Professor Klapper reached into the chaos reigning on the surface of his desk and pulled out a book. He opened it to a page that had been marked, pulled his bifocals down from the top of his head, bringing tufts of hair down along with them, and read from the Yiddish, looking up at Cass, when he had finished, in a quizzical fashion.

“Is this not extraordinary?”

“I’m sorry. I didn’t understand it.”

“What?”

“I don’t understand Yiddish.”

“Indeed.” The professor examined him closely over the top of his glasses, his chin ruffling out against his shirt front. “Is that not unusual for someone of your background?”

“We’re fallen-away Valdeners, my mother and I. My father doesn’t come from that background at all.”

“In any case, with your privileged pedigree, it should not be difficult for you to assimilate the mama lashon, the mother tongue, with winged speed. In the interim, I shall translate. ‘The tzaddikim, or righteous ones, proclaimed that there are profound matters enfolded in the kugel. For this reason they insisted that every Jew must eat the Shabbes kugel. Rabbi Menachem Mendel of Rimanov recalled that once, when he went out for a walk with the holy rabbi of Ropshitz, all that they talked about for three hours were the secrets that lie hidden inside the Shabbes kugel.’”
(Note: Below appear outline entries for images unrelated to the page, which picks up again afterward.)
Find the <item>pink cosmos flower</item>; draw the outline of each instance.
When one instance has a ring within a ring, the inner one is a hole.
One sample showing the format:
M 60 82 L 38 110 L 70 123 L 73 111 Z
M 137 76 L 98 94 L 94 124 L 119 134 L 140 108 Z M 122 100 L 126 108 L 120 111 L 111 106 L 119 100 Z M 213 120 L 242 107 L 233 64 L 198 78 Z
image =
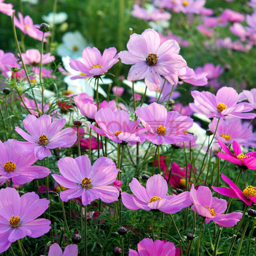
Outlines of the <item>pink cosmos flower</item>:
M 209 124 L 209 129 L 213 133 L 216 130 L 217 123 L 217 118 L 214 117 Z M 241 145 L 247 145 L 248 141 L 252 138 L 253 136 L 251 129 L 242 127 L 241 119 L 228 118 L 220 120 L 215 138 L 220 140 L 226 144 L 236 140 Z M 256 146 L 256 144 L 253 144 Z
M 49 149 L 68 148 L 75 144 L 77 137 L 74 130 L 69 128 L 61 130 L 66 122 L 66 119 L 63 118 L 52 123 L 49 115 L 43 115 L 37 119 L 35 116 L 28 115 L 23 123 L 24 128 L 30 135 L 18 126 L 15 127 L 15 130 L 28 141 L 22 142 L 26 146 L 24 150 L 34 152 L 36 157 L 42 160 L 51 155 Z
M 11 178 L 14 184 L 25 184 L 35 179 L 44 178 L 51 172 L 44 166 L 32 166 L 37 159 L 33 154 L 22 154 L 23 147 L 16 140 L 9 139 L 3 143 L 0 140 L 0 176 Z
M 229 185 L 230 188 L 217 188 L 212 186 L 212 189 L 221 195 L 230 197 L 240 199 L 248 206 L 251 206 L 253 203 L 256 203 L 256 187 L 250 185 L 242 191 L 228 177 L 221 173 L 222 180 Z
M 18 13 L 19 20 L 14 16 L 14 24 L 15 27 L 19 28 L 24 34 L 28 35 L 30 37 L 35 38 L 39 41 L 42 41 L 43 38 L 43 32 L 38 29 L 40 25 L 38 24 L 34 25 L 32 19 L 28 15 L 24 18 L 23 16 L 20 13 Z M 44 42 L 47 42 L 45 37 L 49 36 L 51 33 L 46 32 L 44 33 Z
M 11 4 L 5 4 L 4 0 L 0 0 L 0 12 L 8 16 L 12 16 L 15 10 L 12 9 L 13 6 Z
M 36 49 L 30 49 L 26 51 L 26 53 L 22 53 L 24 64 L 26 65 L 36 66 L 40 64 L 41 54 L 40 52 Z M 55 57 L 51 56 L 51 53 L 48 52 L 42 55 L 42 64 L 47 64 L 53 61 Z
M 123 141 L 140 141 L 138 128 L 140 121 L 130 121 L 130 116 L 125 111 L 101 108 L 95 115 L 95 120 L 100 128 L 89 124 L 93 131 L 110 140 L 119 143 Z M 147 129 L 144 129 L 146 132 Z
M 91 161 L 85 156 L 74 159 L 66 156 L 58 161 L 57 164 L 62 176 L 52 176 L 59 184 L 68 189 L 60 192 L 62 201 L 67 202 L 81 196 L 84 205 L 96 199 L 100 199 L 105 203 L 117 200 L 119 191 L 114 187 L 109 186 L 116 180 L 119 171 L 112 160 L 100 157 L 91 169 Z
M 78 254 L 78 247 L 76 244 L 67 245 L 64 252 L 62 252 L 62 249 L 60 245 L 56 243 L 52 244 L 49 248 L 48 256 L 77 256 Z
M 18 239 L 27 236 L 39 237 L 51 229 L 49 220 L 35 219 L 44 212 L 50 202 L 45 198 L 39 199 L 34 192 L 20 197 L 15 188 L 0 190 L 0 253 Z
M 102 56 L 95 47 L 88 46 L 84 49 L 82 57 L 84 63 L 76 60 L 70 60 L 69 65 L 73 69 L 81 72 L 70 79 L 84 78 L 98 76 L 108 72 L 112 66 L 118 62 L 116 55 L 116 49 L 114 47 L 105 49 Z
M 240 220 L 243 215 L 242 212 L 237 212 L 222 214 L 227 209 L 227 201 L 213 197 L 212 192 L 207 187 L 200 186 L 196 190 L 192 184 L 190 199 L 193 204 L 191 209 L 199 215 L 205 217 L 206 223 L 213 220 L 221 227 L 233 227 Z
M 253 109 L 251 104 L 237 103 L 238 93 L 235 89 L 224 86 L 220 89 L 215 96 L 209 92 L 193 91 L 191 95 L 194 103 L 190 103 L 190 109 L 194 112 L 206 115 L 207 117 L 225 118 L 225 116 L 253 119 L 256 114 L 245 113 Z
M 193 125 L 189 117 L 175 111 L 167 112 L 164 107 L 156 102 L 135 111 L 144 126 L 149 129 L 147 139 L 157 145 L 189 141 L 193 135 L 184 132 Z
M 154 175 L 147 181 L 146 188 L 140 185 L 135 178 L 129 184 L 134 196 L 122 192 L 122 202 L 128 209 L 136 210 L 143 209 L 150 211 L 158 210 L 172 214 L 188 207 L 191 204 L 189 192 L 185 191 L 177 196 L 167 196 L 168 185 L 164 177 L 160 174 Z
M 220 146 L 227 154 L 220 152 L 218 156 L 220 158 L 229 161 L 233 164 L 243 167 L 246 167 L 252 170 L 256 170 L 256 152 L 253 151 L 244 154 L 241 150 L 239 143 L 235 140 L 233 141 L 232 147 L 236 155 L 220 140 L 218 141 Z
M 138 252 L 129 249 L 129 256 L 176 256 L 176 250 L 171 242 L 159 239 L 153 242 L 151 238 L 146 238 L 138 244 Z
M 130 81 L 145 78 L 151 91 L 157 92 L 162 83 L 160 75 L 171 84 L 178 82 L 177 72 L 187 66 L 178 53 L 180 48 L 176 41 L 168 40 L 160 45 L 158 34 L 154 29 L 146 29 L 141 35 L 134 34 L 127 44 L 128 51 L 118 54 L 123 63 L 134 64 L 127 79 Z

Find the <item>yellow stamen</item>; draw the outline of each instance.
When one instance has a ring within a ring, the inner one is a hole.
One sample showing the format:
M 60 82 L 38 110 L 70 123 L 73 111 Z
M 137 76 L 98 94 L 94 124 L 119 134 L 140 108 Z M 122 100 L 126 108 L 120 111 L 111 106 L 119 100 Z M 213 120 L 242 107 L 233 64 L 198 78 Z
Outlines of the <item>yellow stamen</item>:
M 231 140 L 231 136 L 229 134 L 226 133 L 221 133 L 220 136 L 226 139 L 226 140 Z
M 161 199 L 161 198 L 160 196 L 154 196 L 152 197 L 149 200 L 149 203 L 152 203 L 152 202 L 155 202 L 157 201 L 157 200 L 159 200 Z
M 164 135 L 166 133 L 166 128 L 165 126 L 159 125 L 157 129 L 157 133 L 160 135 Z
M 115 133 L 115 135 L 117 137 L 120 133 L 123 132 L 121 131 L 117 131 Z
M 82 180 L 82 187 L 84 188 L 91 188 L 91 179 L 88 177 L 84 178 Z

He gave Reb Chaim a meaningful gaze and then pulled another book out of the pile on his desk, found the place he had marked, and read:

“‘Reb Itzikel of Pshevorsk taught that there is a special chamber in paradise in which the particular reward for eating kugel on the Shabbes is granted. Even he who has eaten kugel out of low physical desire will receive his reward.’”

Jonas closed the book, at the same time closing his eyes and sighing, sinking into reflection. Suddenly he roused himself with a start, eyelids snapping open like a window shade out of control.

“All of these primary sources, I am certain you will be delighted to learn, Reb Chaim, have been recommended to me by your sanctified relation, the Sage of the Palisades. There is a treasure trove more. Here is one by Rabbi Aaron Roth, of Jerusalem, which leaves no doubt concerning the covenantal significance of the kugel. ‘Kugel is the one special food that all Jews eat, one food in the service of the one God, so that anyone who does not eat kugel on the Shabbes in this country should be investigated for heresy.’”

He placed the book down on his pile, as always making certain to keep the space around the framed picture of Hannah Klepfish cleared.

“You can see the direction in which I am going here.” Again he stared at Cass over his bifocals, the high dome of his forehead corrugated with the inquisitorial ascent of his brows.